Brigade chiefs say senior managers have not had a cost of living pay rise since 2009 and the salary rises come after a management restructure and job evaluation.
But Mr Wright said: “At a time of enormous financial pressure on public services all senior management teams need to look very carefully about whether they can morally and economically justify any pay increases.
“Especially in the fire service, where we are seeing big cuts to resources and when firefighters, who are risking their lives on a daily basis for our safety, are seeing real-term cuts in pay and conditions.”
The brigade’s statement of accounts for 2011-12 and 2012-13 reveal chief fire officer Ian Hayton has seen his salary rise from £145,587 in 2011-12 to £148,422 after the job evaluation and his total remuneration package last year was £159,543, a rise of around £4,000 in total.
The package includes a car allowance of £10,866.
Meanwhile, Karen Winter, the director of corporate services, saw her salary rise from £82,705 to £103,197 with her total remuneration package including pension contributions shooting up from £100,370 to £125,049.
Fire chiefs say the new salary is actually £95,000, a rise of more than £12,000, and that the figure of £103,197 includes back pay.
Phil Lancaster, director of community protection, saw his salary rise from £93,058 to £96,295, with his total remuneration package including pension contributions rising from £118,529 to £122,858. Again, the current salary figure includes back pay.
Ray Khaliq, director of technical services, saw his salary rise from £87,883 to £99,745 with his total remuneration package including pension contributions going from £112,141 to £127,043. The current salary figure includes back pay.
Gary Cawley, director of business development, saw his salary rise from £87,507 to £88,254 and his total remuneration package including pension contributions rose from £111,825 to £112,537. Again, the current salary figure includes back pay.
A source told the Mail: “The lads had not had a rise since 2009 until this year, but for some of the senior officers to be getting big pay rises is galling.
“There is a lot of anger and disappointment over the pension issue.
“A lot of the lads are being told they have to do extra years. It is like being in the last year of paying your mortgage to then be told that you have to pay another five years.
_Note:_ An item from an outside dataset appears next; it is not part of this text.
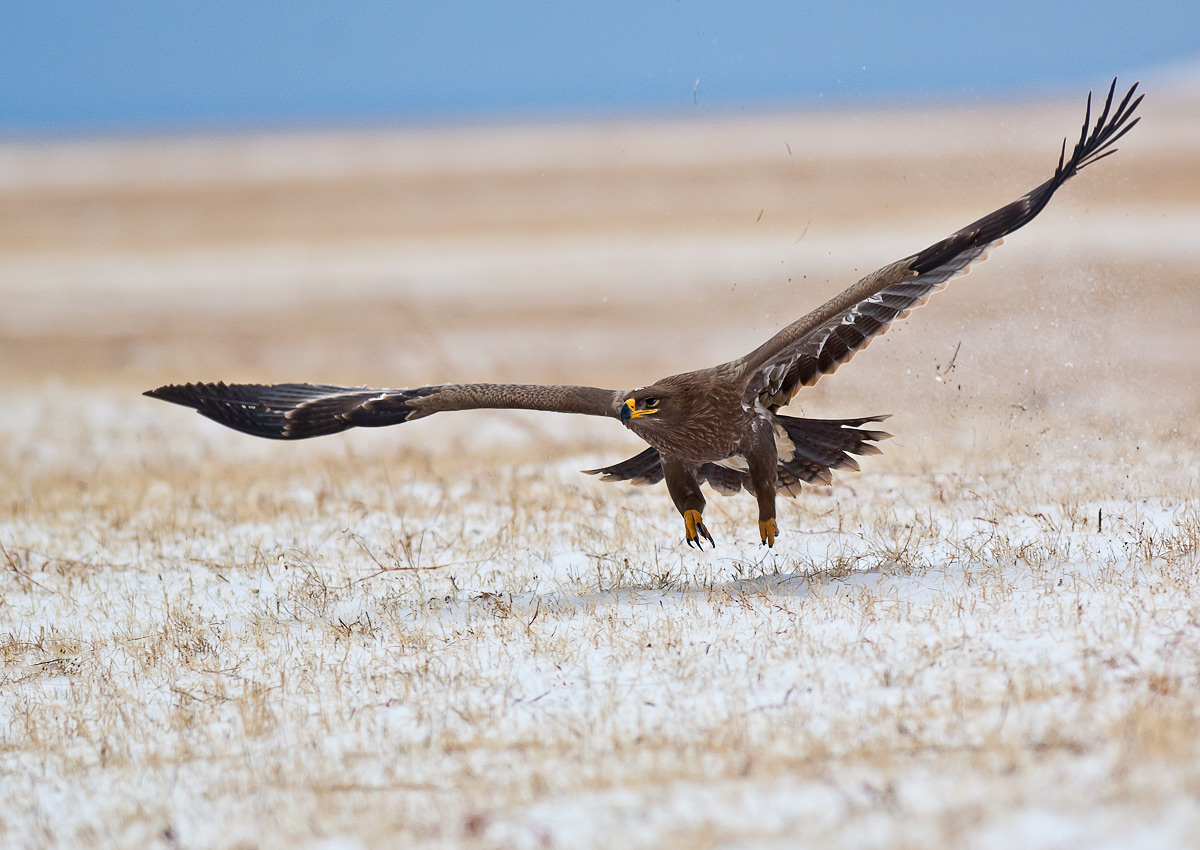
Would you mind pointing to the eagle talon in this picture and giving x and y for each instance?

“Then within that extra five years they could end up getting injured and then have to retire through ill-health and miss out on some of their pension.”
Earlier this week the Fire Brigades’ Union (FBU) announced members will take part in industrial action for four hours – from noon to 4pm on Wednesday.
Union bosses say the current proposals would see firefighters who retire or are forced out of work at 55 losing about 50 per cent of their pensions.
Auxiliary firefighters have been receiving training over the last few weeks in all of the activities they will be required to do as they support professional firefighters who aren’t involved in the strike action.